# Query Reformulation using the UniversalDeepTransformer API

This notebook shows how to build a query reformulation model with ThirdAI's Universal Deep Transformer (UDT) model, our all-purpose API for classification tasks on tabular datasets and query reformulation. In this demo, we will train and evaluate the model on a spelling correction dataset.

To run this notebook, you will need to obtain a ThirdAI license at the following link if you have not already: https://www.thirdai.com/try-bolt/

In [None]:
!pip3 install thirdai==0.5.4
!pip3 install pandas
!pip3 install numpy

## Dataset Download

We will use the utils module in this repository to download and pre-process a dataset from HuggingFace. The dataset we will use from HuggingFace is typically used for semantic sentence similarity. We will pre-process it by adding noise so that it is suitable for query reformulation. You can replace this step and the next with a UDT initialization that is specific for your dataset - as long as your input dataset consists of a column with incorrect queries and a column with their target reformulations. 

In [None]:
from utils import QueryReformulationDataProcessor
import pandas as pd

TRAIN_FILE_PATH = "queries.csv"

data_processor = QueryReformulationDataProcessor(
    dataset_name="embedding-data/sentence-compression"
)

# The perturbed dataset consists of one column with incorrect queries
# formed by adding noise to the original text.
perturbed_dataset = data_processor.perturb_dataset()

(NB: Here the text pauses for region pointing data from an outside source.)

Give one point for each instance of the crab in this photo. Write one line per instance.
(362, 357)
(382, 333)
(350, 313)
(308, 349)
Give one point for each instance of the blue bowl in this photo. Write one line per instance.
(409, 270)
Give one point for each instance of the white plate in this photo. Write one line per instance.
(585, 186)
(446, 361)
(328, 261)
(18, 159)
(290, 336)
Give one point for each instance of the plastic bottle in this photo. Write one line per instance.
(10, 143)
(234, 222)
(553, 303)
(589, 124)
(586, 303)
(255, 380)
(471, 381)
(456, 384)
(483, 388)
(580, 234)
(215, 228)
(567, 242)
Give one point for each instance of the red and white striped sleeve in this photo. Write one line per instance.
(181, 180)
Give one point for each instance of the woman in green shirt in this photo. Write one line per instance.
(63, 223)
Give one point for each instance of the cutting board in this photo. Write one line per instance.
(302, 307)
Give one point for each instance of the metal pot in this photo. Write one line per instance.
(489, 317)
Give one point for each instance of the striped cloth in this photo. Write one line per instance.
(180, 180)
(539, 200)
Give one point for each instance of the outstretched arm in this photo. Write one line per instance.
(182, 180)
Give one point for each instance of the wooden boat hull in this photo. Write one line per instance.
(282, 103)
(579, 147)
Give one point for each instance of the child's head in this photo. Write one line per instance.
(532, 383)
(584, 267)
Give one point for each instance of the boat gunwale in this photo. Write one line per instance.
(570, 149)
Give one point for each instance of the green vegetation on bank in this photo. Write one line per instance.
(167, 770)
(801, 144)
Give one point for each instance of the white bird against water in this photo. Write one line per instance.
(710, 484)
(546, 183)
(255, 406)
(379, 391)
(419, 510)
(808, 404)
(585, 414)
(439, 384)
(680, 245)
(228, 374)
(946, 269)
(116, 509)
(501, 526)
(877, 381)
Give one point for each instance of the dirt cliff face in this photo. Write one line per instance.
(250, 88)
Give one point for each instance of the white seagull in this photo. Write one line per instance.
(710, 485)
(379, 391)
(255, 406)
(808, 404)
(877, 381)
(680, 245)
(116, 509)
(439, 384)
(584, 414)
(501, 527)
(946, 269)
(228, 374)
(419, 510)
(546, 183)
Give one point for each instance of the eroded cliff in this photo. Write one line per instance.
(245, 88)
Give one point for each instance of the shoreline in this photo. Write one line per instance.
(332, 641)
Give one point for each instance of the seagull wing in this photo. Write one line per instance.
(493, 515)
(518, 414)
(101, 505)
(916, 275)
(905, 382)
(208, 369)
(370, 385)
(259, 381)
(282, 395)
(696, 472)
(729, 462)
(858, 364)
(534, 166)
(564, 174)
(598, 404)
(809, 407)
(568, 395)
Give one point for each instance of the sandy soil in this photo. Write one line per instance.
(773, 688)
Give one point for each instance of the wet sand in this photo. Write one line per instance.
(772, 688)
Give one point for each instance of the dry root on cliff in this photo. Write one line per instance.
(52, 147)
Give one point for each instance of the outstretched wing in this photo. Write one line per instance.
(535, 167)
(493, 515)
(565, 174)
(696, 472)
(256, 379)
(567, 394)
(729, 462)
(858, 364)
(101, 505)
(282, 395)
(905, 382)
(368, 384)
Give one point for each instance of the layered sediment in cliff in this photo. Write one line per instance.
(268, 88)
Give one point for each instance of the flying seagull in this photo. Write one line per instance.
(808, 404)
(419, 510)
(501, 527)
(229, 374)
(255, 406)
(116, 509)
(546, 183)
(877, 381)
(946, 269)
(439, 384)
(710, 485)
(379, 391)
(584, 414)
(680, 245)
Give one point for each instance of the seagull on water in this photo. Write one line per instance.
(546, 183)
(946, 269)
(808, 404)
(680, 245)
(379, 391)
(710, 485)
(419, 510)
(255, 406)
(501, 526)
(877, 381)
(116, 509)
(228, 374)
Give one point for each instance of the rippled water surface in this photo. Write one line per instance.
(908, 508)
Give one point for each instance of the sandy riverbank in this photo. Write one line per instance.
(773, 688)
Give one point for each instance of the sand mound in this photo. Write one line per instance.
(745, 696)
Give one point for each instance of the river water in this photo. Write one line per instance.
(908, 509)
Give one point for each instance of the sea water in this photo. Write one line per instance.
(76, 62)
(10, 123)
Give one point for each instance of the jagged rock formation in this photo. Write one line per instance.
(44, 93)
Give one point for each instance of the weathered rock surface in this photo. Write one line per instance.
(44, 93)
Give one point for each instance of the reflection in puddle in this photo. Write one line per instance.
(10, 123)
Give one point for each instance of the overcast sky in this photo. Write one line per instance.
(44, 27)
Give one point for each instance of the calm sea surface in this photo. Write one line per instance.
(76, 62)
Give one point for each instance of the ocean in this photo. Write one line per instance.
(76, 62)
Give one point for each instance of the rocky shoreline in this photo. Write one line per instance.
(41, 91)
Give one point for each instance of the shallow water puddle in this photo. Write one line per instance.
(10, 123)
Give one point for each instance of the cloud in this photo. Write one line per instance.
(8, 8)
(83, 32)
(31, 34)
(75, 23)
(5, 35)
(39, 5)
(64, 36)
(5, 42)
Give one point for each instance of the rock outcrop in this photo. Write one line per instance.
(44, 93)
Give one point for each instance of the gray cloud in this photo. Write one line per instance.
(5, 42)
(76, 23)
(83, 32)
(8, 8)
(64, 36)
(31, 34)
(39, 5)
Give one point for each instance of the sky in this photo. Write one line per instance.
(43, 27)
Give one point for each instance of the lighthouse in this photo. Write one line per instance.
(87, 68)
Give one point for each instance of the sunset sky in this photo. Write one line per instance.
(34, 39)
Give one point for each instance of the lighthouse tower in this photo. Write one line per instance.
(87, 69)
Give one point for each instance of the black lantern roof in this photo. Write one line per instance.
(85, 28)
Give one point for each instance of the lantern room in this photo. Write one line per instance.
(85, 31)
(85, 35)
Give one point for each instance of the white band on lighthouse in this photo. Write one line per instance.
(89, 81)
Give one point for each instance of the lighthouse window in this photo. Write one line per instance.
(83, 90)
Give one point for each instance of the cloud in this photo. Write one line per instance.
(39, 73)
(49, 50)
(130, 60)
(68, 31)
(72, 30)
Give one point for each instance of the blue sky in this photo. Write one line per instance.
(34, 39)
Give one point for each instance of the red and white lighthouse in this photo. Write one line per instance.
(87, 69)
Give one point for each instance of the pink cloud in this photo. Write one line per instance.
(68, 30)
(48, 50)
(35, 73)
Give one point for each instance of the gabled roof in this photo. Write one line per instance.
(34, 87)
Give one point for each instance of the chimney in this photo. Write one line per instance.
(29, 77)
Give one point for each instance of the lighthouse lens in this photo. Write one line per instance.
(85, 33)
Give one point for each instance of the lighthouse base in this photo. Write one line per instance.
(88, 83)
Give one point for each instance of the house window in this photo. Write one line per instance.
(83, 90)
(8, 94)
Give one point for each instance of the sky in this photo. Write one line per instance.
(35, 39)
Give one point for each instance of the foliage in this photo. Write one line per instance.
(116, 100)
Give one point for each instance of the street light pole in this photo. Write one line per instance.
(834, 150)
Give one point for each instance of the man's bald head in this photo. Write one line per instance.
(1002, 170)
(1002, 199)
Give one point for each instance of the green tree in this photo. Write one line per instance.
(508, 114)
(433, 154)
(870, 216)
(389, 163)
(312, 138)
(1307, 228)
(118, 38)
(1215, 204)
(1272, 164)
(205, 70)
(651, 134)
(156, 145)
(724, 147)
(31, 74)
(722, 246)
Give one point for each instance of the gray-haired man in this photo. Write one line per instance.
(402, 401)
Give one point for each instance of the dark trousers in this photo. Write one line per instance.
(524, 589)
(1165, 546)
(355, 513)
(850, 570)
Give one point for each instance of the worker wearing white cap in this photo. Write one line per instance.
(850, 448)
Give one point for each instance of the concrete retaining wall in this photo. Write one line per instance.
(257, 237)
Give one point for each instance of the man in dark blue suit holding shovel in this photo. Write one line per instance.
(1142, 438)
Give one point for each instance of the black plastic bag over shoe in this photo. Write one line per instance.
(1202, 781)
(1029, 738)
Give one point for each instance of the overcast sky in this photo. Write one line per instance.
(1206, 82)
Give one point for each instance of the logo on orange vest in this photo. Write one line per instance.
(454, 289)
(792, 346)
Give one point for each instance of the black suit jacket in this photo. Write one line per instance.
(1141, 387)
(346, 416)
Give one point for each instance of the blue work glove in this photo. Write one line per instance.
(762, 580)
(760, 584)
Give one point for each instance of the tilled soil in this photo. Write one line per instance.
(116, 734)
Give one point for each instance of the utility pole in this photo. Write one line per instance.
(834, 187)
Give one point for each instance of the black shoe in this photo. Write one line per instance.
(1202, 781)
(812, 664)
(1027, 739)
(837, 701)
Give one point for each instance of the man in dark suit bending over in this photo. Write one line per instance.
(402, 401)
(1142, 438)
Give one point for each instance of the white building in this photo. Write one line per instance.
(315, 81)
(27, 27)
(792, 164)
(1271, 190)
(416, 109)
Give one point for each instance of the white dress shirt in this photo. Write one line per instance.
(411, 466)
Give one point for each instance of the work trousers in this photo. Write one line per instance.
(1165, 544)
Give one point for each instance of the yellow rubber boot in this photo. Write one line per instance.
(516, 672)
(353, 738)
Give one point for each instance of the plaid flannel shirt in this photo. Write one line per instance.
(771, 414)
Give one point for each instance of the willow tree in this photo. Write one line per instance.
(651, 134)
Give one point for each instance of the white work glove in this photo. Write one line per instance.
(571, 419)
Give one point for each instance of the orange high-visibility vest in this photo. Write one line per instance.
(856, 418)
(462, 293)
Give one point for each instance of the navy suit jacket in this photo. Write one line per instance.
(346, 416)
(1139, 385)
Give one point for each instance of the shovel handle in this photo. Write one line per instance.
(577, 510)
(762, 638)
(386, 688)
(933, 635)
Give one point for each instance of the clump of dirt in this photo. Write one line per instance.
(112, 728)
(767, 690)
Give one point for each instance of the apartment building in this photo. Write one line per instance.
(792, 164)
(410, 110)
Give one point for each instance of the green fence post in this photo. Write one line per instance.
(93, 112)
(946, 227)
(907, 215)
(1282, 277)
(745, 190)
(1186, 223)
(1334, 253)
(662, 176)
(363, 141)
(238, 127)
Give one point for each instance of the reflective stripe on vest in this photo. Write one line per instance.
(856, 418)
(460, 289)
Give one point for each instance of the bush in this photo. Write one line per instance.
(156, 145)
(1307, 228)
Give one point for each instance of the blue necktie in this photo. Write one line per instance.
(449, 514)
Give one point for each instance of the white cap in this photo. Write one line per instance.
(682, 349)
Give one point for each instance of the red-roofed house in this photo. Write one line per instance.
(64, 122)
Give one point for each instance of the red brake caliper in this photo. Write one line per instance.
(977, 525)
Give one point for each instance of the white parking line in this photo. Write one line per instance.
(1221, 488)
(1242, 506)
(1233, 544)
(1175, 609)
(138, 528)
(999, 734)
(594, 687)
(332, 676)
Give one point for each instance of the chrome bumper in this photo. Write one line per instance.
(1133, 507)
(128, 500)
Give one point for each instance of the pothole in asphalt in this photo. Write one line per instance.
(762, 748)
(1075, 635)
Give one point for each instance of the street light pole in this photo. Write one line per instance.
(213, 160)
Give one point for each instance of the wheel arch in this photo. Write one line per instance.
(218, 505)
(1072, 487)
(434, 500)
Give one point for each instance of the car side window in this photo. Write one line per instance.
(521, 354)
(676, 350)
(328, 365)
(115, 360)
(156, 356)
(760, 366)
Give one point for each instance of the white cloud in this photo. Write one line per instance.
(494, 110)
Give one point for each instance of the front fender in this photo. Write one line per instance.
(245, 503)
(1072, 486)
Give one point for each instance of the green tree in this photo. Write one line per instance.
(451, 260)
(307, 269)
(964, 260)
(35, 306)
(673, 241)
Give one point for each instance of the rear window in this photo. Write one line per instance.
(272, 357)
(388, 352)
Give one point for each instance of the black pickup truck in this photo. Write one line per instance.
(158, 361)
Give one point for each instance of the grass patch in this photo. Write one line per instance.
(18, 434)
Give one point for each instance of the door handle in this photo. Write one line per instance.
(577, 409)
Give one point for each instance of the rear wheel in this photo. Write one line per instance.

# Add file header since the "train" and "evaluate" methods assume the
# input CSV file has a header.
perturbed_dataset.columns = ["target_column", "source_column"]
perturbed_dataset.to_csv(TRAIN_FILE_PATH, index=False)

In [None]:
perturbed_dataset

## UDT Initialization

We can create a UDT model specific for query reformulation by specifying the name of the source column (column containing queries to be reformulated) and the name of the target column (correct reformulations) and a dataset size parameter. The size of the input dataset can be configured to be either "small", "medium" or "large". We configure different model parameters depending on the size of the input dataset. 

In [None]:
from thirdai import bolt

model = bolt.UniversalDeepTransformer(
    source_column="source_column", target_column="target_column", dataset_size="medium"
)

## Training

We can now train our model in just one line of code. You just have to specify the path to the training file. 

In [None]:
model.train(filename=TRAIN_FILE_PATH)

## Evaluation 

Evaluating the UDT model is also just one line of code. Since this UDT model is specific for query reformulation, you need to provide the number of suggested candidate queries that the UDT model generates. For instance, if you want to see the top 10 suggested query reformulations of the input query, set the top_k parameter to 10. Evaluating this model will also print out recall @k. 

In [None]:
query_reformulations = model.evaluate(filename=TRAIN_FILE_PATH, top_k=5)

## Saving and Loading

Saving and loading a trained UDT model to disk is also extremely straight forward. 

In [None]:
model_location = "query_reformulation.model"

# Saving
model.save(model_location = "query_reformulation.model"
)

# Loading
model = bolt.UniversalDeepTransformer.load(model_location)

## Testing Predictions 

The evaluation method is great for testing, but it requires labels, which don't exist in a production environment. We also provide a predict method that can take a list of queries or a single query, which allows for easy integration into production pipelines. 

In [None]:
incorrect_queries_list = [
    "ehT Beatles almost dformde while they were all still elive",
    "Muslim poplatio to growe at twice the rate",
    "Pakintan begins predesential poll process"
]
predictions = model.predict_batch(queries=incorrect_queries_list, top_k=5)



In [None]:
# Remove the created training file
import os

os.remove(TRAIN_FILE_PATH)